Embodied Skills: The Next Frontier in Humanoid Robotics
Prof. Wang introduced the concept of “embodied skills” as critical for humanoid robots to transcend mere AI cognition and achieve physical competence.
“Advances in mechatronics and electronics have made fully electric, high-torque robots feasible,” he said. “Coupled with AI breakthroughs, especially in large language and world models, we are approaching a convergence where robots can autonomously perceive, decide, and act in unstructured environments.”
He envisions human-sized robots becoming commonplace in homes, capable of safe, reliable, and cost-effective operation that benefits society.
Pathways to Real-World Robot Integration
Despite impressive demonstrations, widespread deployment of generalist robots remains a work in progress. Prof. Wang identified specific sectors where robots are already making headway.

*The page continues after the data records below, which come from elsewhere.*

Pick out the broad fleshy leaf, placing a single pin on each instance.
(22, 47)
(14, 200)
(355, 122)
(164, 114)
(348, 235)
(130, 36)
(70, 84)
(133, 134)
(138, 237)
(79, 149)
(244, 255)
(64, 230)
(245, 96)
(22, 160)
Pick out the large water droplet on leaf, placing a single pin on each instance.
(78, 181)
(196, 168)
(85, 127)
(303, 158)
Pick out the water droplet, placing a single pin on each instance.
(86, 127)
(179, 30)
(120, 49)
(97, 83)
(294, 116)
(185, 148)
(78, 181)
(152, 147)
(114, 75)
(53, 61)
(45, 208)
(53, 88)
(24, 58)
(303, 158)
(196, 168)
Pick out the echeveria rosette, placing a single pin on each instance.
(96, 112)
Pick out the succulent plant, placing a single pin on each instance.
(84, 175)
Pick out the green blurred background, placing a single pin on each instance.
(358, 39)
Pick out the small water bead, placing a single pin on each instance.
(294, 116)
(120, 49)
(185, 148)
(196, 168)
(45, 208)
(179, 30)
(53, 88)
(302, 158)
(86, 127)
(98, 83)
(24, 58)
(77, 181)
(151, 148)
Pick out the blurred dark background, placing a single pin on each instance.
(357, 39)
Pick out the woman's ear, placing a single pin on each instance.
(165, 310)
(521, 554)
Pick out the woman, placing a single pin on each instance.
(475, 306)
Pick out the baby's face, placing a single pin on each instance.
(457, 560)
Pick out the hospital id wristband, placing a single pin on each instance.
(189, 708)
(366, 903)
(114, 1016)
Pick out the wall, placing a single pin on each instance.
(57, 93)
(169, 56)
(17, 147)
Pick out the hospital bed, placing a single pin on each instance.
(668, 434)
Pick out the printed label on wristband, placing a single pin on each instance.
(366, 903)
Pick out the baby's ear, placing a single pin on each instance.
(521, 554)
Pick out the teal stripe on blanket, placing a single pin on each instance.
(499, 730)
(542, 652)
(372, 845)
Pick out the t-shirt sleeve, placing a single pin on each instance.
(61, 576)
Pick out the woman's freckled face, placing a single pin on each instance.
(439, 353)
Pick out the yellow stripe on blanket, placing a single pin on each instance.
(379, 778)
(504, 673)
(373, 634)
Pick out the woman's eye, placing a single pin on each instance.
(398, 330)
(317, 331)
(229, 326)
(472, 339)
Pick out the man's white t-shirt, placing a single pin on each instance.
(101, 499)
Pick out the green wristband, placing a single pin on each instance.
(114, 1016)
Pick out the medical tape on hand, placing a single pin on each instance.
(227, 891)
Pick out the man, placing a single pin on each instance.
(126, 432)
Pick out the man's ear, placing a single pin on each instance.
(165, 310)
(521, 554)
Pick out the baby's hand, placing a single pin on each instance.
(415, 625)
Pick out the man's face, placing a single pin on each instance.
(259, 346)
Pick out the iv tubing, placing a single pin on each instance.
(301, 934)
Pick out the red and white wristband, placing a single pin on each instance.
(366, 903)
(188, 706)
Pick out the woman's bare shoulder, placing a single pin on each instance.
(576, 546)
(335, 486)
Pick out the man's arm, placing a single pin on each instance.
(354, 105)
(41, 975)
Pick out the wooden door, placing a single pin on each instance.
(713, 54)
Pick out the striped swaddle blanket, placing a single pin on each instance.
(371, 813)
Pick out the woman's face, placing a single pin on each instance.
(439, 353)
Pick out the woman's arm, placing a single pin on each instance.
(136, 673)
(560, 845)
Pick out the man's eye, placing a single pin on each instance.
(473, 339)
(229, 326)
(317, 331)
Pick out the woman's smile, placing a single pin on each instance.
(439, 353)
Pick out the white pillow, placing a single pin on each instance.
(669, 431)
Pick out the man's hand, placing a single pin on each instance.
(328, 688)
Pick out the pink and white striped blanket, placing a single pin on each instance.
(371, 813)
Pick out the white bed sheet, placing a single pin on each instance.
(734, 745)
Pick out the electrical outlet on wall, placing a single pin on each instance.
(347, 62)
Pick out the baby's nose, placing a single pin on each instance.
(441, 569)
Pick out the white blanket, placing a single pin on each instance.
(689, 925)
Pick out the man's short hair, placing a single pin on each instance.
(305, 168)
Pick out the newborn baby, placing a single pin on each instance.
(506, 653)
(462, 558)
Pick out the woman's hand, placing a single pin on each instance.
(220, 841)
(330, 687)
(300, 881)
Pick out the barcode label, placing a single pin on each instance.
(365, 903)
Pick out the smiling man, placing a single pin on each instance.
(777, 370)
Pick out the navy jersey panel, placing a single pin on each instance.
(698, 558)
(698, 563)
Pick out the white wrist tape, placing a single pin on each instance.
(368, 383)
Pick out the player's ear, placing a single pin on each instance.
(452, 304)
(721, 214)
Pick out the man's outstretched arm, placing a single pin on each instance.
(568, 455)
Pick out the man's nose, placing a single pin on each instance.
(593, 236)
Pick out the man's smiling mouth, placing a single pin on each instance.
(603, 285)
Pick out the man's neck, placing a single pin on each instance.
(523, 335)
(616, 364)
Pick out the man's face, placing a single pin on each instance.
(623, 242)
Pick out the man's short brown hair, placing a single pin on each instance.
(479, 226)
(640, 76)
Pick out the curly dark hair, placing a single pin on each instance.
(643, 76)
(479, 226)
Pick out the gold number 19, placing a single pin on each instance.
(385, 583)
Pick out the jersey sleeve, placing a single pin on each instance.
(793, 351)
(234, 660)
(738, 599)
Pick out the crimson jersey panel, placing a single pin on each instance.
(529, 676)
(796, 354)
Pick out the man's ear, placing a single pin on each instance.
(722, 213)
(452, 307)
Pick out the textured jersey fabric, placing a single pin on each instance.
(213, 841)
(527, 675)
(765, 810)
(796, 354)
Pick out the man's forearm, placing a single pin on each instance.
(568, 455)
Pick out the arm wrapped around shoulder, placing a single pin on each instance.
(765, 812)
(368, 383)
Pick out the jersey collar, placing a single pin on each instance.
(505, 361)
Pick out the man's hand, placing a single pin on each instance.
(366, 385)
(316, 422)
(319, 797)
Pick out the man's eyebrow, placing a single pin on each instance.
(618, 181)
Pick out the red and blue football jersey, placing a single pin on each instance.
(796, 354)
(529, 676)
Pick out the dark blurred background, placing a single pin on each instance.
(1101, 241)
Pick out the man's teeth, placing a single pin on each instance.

“In China, nearly every major hotel employs delivery robots that autonomously navigate lobbies, elevators, and corridors to deliver food to guests,” he noted. “These robots, though lacking arms, demonstrate the feasibility of autonomous service robots in controlled environments.”
He anticipates similar adoption in restaurants, drugstores, and convenience stores, where tactile-enabled humanoid robots can perform complex tasks in confined spaces. Gradual expansion into other industries will follow as capabilities mature.
“Our ultimate goal is for robots to develop robust manipulation skills and become dependable partners in daily life, seamlessly integrating into homes and workplaces to enhance human well-being,” Prof. Wang concluded.
Interview content has been edited for clarity and brevity.